The following is a summary of “Effects of preoperative intravaginal estrogen on pelvic floor disorder symptoms in postmenopausal women with pelvic organ prolapse,” published in the SEPTEMBER 2023 issue of Obstetrics and Gynecology by Rahn, et al.
Pelvic floor disorders, such as prolapse, urinary incontinence, and other related symptoms, frequently manifest in postmenopausal women due to decreased systemic estrogen. Prior research suggested that preoperative intravaginal estrogen may benefit postmenopausal women with symptomatic prolapse; however, its impact on other pelvic floor symptoms remains uncertain. For a study, researchers sought to assess the effects of intravaginal estrogen (compared to a placebo) on various pelvic floor symptoms in postmenopausal women with symptomatic prolapse, including stress and urgency urinary incontinence, urinary frequency, sexual function, dyspareunia, and vaginal atrophy symptoms and signs.
The analysis was part of a planned ancillary study conducted within a randomized, double-blind trial called “Investigation to Minimize Prolapse Recurrence Of the Vagina using Estrogen.” The trial enrolled participants with stage 2 or higher apical and/or anterior prolapse who were scheduled for transvaginal native tissue apical repair at three US sites. The intervention involved 1 g of intravaginal conjugated estrogen cream (0.625 mg/g) or an identical placebo, administered nightly for two weeks, followed by twice-weekly use for at least five weeks before surgery, and continued twice weekly for one year postoperatively. The analysis compared participants’ responses to questions regarding lower urinary tract symptoms (Urogenital Distress Inventory-6 Questionnaire), sexual health (Pelvic Organ Prolapse/Incontinence Sexual Function Questionnaire—IUGA-Revised), and atrophy-related symptoms (including dryness, soreness, dyspareunia, discharge, and itching, each scored 1–4, 4 being quite bothersome), as well as examiner assessments of vaginal characteristics, including vaginal color, dryness, and petechiae (each scored 1–3).
Among 199 randomized participants with baseline data, 191 provided preoperative data. The Urogenital Distress Inventory-6 Questionnaire scores demonstrated minimal changes during the median 7-week interval between baseline and preoperative visits. For participants experiencing moderately bothersome baseline stress urinary incontinence (32 in the estrogen group and 21 in the placebo group), 50% in the estrogen group and 43% in the placebo group showed improvement (P=.78). Similarly, 43% of participants in the estrogen group and 31% in the placebo group experienced improvements in urgency urinary incontinence (P=.41), while 41% in the estrogen group and 26% in the placebo group showed improved urinary frequency (P=.18). Minimal changes were observed in sexual function scores for sexually active women; rates of dyspareunia did not significantly differ between the intravaginal estrogen and placebo groups during the preoperative assessment (42% and 48%, respectively) (P=.49).
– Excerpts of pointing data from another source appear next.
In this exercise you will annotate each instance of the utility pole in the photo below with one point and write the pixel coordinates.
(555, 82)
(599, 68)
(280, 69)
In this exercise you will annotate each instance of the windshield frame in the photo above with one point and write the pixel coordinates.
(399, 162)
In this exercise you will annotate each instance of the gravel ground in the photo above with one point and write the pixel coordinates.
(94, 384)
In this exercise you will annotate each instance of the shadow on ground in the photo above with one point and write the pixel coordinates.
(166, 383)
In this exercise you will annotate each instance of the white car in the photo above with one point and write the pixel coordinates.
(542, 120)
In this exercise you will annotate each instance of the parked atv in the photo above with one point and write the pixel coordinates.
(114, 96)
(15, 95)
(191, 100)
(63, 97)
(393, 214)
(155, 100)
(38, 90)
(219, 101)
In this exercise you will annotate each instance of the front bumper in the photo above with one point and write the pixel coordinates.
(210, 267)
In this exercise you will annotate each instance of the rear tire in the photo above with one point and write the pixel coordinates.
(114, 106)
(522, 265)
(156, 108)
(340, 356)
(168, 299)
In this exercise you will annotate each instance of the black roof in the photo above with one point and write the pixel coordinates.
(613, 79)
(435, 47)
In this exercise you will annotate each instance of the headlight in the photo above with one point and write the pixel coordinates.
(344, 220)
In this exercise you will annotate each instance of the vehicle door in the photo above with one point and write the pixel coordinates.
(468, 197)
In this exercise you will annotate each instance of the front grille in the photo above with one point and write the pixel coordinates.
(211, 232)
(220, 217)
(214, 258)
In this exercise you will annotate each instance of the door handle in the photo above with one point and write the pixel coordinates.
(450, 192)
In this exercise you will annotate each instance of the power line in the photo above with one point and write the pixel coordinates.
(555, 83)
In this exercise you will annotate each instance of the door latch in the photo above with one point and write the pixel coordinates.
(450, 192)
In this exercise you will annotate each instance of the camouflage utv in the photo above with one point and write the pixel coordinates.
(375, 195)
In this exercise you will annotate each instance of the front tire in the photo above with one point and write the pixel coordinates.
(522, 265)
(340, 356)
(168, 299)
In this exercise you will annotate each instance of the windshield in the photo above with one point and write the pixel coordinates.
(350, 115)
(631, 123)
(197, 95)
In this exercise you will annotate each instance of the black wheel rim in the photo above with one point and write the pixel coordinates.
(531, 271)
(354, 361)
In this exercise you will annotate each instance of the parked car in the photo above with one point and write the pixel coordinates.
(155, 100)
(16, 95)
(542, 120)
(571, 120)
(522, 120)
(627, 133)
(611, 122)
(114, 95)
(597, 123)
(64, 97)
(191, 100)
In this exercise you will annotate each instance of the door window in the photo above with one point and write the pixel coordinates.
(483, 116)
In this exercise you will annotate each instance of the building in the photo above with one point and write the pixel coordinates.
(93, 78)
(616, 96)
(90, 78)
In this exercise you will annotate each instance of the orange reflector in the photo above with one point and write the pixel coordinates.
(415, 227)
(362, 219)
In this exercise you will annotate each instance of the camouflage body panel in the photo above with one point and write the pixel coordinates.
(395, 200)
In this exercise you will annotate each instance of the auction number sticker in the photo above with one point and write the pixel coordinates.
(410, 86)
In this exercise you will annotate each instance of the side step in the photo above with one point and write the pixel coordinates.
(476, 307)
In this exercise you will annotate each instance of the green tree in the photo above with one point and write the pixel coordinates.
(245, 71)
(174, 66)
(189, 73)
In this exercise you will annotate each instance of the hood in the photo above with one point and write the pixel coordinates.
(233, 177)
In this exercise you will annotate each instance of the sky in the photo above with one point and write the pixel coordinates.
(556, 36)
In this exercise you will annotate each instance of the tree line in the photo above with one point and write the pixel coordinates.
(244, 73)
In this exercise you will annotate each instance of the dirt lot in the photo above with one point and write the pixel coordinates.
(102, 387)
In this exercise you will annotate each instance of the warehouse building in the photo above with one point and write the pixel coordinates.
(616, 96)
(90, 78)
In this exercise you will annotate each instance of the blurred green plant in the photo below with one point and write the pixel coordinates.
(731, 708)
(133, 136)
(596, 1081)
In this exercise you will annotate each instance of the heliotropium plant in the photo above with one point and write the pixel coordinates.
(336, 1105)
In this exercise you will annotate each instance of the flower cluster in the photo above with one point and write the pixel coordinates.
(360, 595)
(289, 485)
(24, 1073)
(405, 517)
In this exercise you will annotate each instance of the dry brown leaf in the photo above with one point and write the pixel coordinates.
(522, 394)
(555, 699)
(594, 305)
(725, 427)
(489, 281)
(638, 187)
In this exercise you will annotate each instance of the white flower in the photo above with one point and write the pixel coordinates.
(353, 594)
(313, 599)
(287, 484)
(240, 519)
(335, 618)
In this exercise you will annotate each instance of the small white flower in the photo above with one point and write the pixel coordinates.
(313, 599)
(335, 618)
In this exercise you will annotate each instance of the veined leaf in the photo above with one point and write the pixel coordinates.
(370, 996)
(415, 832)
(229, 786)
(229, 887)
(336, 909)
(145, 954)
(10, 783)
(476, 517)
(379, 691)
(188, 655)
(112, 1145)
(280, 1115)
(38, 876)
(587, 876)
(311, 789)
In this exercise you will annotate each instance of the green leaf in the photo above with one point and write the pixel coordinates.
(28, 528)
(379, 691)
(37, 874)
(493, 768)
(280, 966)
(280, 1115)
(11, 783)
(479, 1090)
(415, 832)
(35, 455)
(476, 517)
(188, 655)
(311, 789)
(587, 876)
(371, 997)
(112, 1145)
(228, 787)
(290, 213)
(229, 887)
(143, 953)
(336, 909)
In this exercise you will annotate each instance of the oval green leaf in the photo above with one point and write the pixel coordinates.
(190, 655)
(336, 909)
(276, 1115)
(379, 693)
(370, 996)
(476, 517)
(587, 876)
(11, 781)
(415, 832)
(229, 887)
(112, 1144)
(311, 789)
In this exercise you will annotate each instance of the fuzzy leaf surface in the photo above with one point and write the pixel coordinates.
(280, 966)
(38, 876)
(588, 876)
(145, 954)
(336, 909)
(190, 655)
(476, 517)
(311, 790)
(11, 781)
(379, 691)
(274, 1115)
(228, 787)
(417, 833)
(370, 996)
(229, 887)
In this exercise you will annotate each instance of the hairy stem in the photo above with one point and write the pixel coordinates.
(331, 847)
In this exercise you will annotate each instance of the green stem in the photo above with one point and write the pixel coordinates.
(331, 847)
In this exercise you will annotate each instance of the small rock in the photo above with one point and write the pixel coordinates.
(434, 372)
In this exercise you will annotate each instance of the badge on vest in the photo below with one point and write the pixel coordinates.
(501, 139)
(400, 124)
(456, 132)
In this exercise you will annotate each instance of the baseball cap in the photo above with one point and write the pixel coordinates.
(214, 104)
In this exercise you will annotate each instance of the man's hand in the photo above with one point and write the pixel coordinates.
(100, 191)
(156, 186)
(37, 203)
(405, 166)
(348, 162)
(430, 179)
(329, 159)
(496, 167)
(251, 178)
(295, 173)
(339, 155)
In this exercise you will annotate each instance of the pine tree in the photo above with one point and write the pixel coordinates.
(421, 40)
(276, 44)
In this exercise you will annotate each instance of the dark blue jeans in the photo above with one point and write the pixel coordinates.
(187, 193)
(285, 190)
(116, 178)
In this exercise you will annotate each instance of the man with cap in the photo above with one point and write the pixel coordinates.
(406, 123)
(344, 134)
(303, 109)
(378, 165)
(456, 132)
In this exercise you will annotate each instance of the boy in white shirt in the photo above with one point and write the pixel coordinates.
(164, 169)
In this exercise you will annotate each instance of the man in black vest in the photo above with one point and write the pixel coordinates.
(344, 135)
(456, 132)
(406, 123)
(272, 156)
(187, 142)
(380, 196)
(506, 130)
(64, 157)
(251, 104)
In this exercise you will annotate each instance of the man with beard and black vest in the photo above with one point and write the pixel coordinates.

Although the improvement in the most bothersome atrophy symptom (among adherent participants with baseline symptoms) was slightly greater with intravaginal estrogen (adjusted mean difference, -0.33 points; 95% CI, -0.98 to 0.31), it did not reach statistical significance (P=.19). However, objective signs of atrophy improved more with intravaginal estrogen treatment in adherent participants (+1.54 vs. +0.69; mean difference, 0.85; 95% CI, 0.05–1.65 P=.01).
The study results did not provide clear evidence regarding the impact of 7 weeks of preoperative intravaginal estrogen cream in postmenopausal women with symptomatic pelvic organ prolapse on urinary function, sexual function, dyspareunia, and other atrophy-related symptoms. While objective changes in the vaginal epithelium were observed in adherent participants, further research was required better to understand the effects of intravaginal estrogen in the population.